Escin treatment alleviated the progression of pulmonary fibrosis through reducing lung tissue aging. A) Hek‐293T cells expressing NPNT‐EGFP were treated with 3105 compounds, and the fluorescence intensity was detected. The heat map depicted the EGFP intensity of cells treated with ten identified compounds. B) Schematic diagram of Escin treatment in BLM‐induced pulmonary fibrosis mouse model.

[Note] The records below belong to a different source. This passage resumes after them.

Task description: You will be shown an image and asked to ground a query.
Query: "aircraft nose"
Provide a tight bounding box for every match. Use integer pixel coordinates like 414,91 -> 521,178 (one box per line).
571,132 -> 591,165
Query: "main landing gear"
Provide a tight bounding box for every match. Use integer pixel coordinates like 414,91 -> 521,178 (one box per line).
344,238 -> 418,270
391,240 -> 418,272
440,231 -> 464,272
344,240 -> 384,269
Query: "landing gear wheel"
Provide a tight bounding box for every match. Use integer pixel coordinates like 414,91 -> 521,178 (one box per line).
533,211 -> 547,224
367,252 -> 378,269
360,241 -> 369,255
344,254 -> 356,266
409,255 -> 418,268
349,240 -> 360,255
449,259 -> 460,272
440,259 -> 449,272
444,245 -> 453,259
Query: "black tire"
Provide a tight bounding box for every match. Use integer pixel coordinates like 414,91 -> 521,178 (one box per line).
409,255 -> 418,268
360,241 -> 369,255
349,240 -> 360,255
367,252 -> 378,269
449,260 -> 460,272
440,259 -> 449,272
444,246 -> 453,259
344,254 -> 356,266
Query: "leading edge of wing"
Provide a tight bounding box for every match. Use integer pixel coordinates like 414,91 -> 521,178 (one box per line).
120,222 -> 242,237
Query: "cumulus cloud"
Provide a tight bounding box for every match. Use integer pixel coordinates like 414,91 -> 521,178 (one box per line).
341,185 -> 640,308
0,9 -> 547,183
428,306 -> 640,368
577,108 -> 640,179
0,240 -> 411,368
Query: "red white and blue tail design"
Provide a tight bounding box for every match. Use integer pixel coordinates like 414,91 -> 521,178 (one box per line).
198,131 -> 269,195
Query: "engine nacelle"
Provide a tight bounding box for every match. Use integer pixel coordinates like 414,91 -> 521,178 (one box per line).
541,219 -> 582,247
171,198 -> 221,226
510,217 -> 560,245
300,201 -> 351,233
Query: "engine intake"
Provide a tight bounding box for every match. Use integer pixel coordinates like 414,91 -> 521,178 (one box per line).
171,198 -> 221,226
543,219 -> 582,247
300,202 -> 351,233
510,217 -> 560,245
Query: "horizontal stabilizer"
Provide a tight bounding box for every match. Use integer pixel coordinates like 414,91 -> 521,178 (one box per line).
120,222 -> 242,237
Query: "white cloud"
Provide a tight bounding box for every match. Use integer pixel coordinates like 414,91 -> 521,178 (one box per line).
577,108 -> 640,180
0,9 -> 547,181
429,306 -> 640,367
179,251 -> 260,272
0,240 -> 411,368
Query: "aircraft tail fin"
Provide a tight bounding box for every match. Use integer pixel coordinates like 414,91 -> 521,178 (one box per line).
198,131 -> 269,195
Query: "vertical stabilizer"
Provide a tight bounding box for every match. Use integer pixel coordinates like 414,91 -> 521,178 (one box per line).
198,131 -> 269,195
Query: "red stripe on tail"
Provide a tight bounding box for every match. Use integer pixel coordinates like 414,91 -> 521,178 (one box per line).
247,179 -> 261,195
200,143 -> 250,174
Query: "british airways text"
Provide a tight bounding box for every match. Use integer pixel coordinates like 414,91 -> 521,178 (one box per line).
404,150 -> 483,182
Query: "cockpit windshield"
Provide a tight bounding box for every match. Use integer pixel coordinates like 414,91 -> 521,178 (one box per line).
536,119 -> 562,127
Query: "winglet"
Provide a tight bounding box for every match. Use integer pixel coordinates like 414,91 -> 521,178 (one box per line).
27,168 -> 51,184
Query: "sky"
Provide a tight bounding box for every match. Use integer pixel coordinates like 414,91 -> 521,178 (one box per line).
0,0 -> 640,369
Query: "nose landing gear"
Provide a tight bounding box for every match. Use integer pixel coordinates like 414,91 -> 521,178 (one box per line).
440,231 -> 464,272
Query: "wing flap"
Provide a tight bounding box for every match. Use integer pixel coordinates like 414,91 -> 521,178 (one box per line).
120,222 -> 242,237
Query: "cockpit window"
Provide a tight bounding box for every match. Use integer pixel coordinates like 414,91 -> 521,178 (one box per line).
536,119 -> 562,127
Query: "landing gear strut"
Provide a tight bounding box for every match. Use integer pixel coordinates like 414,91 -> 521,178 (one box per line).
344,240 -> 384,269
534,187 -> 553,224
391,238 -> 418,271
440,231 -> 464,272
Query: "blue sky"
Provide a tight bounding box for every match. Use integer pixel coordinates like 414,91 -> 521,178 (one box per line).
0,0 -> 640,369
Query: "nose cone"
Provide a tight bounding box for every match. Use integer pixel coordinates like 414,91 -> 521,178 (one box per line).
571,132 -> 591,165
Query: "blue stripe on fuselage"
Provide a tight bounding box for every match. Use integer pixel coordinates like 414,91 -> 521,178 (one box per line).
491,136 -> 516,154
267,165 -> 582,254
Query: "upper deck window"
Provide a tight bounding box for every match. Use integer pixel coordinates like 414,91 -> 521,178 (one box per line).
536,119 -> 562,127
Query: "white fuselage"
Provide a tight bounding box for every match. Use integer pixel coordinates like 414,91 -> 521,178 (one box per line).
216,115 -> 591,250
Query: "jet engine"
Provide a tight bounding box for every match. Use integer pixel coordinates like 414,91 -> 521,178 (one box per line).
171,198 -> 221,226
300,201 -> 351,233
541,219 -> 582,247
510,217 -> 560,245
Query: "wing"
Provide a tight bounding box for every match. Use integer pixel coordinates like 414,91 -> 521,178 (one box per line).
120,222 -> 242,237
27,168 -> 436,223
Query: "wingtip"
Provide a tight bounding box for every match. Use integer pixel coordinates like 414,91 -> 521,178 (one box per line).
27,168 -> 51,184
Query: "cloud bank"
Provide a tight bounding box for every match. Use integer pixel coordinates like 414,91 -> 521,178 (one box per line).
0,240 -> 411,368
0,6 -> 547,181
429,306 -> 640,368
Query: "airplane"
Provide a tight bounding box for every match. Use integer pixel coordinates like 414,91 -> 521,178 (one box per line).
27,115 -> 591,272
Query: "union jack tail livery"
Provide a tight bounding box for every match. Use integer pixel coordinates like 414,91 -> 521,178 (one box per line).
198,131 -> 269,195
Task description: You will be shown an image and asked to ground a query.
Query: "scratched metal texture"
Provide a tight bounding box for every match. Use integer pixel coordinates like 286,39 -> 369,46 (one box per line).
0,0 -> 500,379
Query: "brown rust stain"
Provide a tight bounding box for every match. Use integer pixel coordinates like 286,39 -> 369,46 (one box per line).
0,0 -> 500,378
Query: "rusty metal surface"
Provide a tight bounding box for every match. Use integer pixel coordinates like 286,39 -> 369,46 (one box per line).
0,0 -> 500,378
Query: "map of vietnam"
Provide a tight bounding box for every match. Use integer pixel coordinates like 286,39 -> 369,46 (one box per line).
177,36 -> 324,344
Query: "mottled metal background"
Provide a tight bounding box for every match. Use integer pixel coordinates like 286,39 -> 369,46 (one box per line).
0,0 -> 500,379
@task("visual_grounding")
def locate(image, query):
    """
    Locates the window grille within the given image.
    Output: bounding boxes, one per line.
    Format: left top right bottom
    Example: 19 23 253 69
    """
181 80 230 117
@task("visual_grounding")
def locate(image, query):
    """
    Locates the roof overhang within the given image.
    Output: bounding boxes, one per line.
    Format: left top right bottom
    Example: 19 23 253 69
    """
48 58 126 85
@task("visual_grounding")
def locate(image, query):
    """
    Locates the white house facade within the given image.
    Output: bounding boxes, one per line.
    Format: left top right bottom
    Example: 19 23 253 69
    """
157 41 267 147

C) Micro‐CT images displayed the shadow area of the lungs of mice using Escin after BLM administration. n = 4 per group. D,E) H&E staining and Masson's trichrome staining of mouse lung sections reflected lung tissue structure and collagen accumulation. Scale bar, 50 µm. F) Representative images of immunofluorescence (Scale bar, 20 µm) and immunohistochemical staining (Scale bar, 50 µm) in lungs of mice treated with or without Escin after BLM induction. n = 4 per group. G) Representative images of immunohistochemistry and SA‐β‐gal staining in lungs of mice with or without Escin after intratracheal injection of saline or BLM. n = 4 per group. H) Western blot and quantification showing protein levels of FN1, α‐SMA, P21, and P16 in WT and Escin mice 3 weeks after Saline or BLM treatment. n = 6 per group. I–J) The mRNA levels of fibrosis‐related markers and inflammatory factors in each group were measured quantitatively. n = 5 per group. Data are presented as mean±SEM. ^* p < 0.05, ^** p < 0.01.

Figure 9

A mechanistic model of NPNT binding integrin receptor ITGA3 mediated Hippo/YAP1 axis in pulmonary fibrosis. In the normal lung, NPNT combines with ITGA3 in alveolar epithelial cells, mediates the polymerization degree of F‐actin, inhibits the excessive activation of Hippo pathway kinase, and is conducive to YAP1 nuclear entry to play the role of a transcription factor. However, in pulmonary fibrosis, NPNT expression is significantly downregulated, which leads to YAP1 retention in the cytoplasm and degradation by ubiquitin proteasome. Inactivation of YAP1 subsequently causes mitochondrial dysfunction and alveolar epithelial cell senescence, releases a large amount of SASP, stimulates ECM deposition and myofibroblast generation, and finally promotes the progression of pulmonary fibrosis.